You may also explore other solutions to use PGP like Protonmail, OpenPGP, etc. Just make sure that you share only your Public key to your correspondents in the emails, not your Private key. Private keys must never be shared with anyone.

  • 2
    What exactly makes you think gmail would be relatively safe? This completely depends on the threat model. If google cannot be trusted, TLS is not a valid point and shouldn't be considered any more secure than pastebin, for example. TLS and PGP are not layers of security for the same threat, they migitate vastly different threats.
    – Tobi Nary
    Commented Feb 8, 2019 at 13:23
  • My bad explaining that TLS and PGP are preventing different threats. TLS is for transporting data across the network. PGP is for securing files. Well, like what the others pointed out 'trust' depends on the person using Gmail. I know that TLS can also be bypassed with SSL-stripping, but that is another topic. My main point is TLS is relatively safe assuming it has been implemented and deployed properly. Sorry for the confusion there, got confused with PGP since it is also sort of an added encryption used in emails. I failed to mention earlier that it is used mostly for files as its main usage.
    – warfreak92
    Commented Feb 11, 2019 at 15:54

In my opinion :

You and client both install a cryptool on their machine from

Download cryptool

both of you should learn how to use it

Learn cryptool with the help of video from youtube.com

then you may share some keys or number of steps to encrypt and decrypt the message.

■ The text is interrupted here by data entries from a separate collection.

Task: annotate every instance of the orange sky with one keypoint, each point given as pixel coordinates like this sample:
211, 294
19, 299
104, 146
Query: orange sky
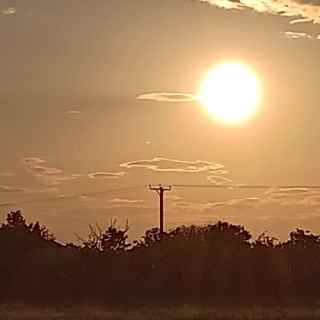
70, 120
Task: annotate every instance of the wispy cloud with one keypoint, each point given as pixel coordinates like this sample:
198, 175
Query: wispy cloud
173, 165
300, 10
7, 189
48, 175
168, 96
298, 35
8, 11
126, 203
106, 175
6, 174
73, 112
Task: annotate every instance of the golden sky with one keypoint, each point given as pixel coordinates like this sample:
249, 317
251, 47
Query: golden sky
98, 95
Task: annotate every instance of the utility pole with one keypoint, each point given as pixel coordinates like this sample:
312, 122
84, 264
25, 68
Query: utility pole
160, 191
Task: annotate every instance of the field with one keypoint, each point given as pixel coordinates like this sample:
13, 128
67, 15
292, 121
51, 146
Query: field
188, 312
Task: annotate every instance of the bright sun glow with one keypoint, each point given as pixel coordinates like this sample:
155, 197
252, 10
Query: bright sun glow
230, 92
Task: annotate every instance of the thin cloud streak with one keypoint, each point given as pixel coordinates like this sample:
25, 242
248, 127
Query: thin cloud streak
173, 165
8, 11
106, 175
303, 11
298, 35
168, 97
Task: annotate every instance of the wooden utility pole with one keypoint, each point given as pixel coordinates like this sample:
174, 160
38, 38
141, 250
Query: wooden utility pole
160, 191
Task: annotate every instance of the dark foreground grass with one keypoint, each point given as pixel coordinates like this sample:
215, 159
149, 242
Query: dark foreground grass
188, 312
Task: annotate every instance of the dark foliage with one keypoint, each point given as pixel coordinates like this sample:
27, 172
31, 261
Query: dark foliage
219, 262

Write your mail on cryptool and then encrypt the mail as per the procedure shared between two of you. and then copy the encrypted code to gmail text field of gmail's compose mail.then send to the client.

Client get the encrypted message they have to copy the encrypted message and then put it on crypt tool and follow the steps to decrypt the message to retrieve the original message.

I know this procedure is little bit long but by following it you will be 100% secure.

  • It seems that CrypTool is designed for learning cryptography, not for commercial use?
    – grawity
    Commented Oct 14, 2011 at 10:54
  • Just remember that you get what you pay for, especially with encryption. Don't go cheap, your clients will refuse to use it. That's what happened when my last employer went cheap with trend micro.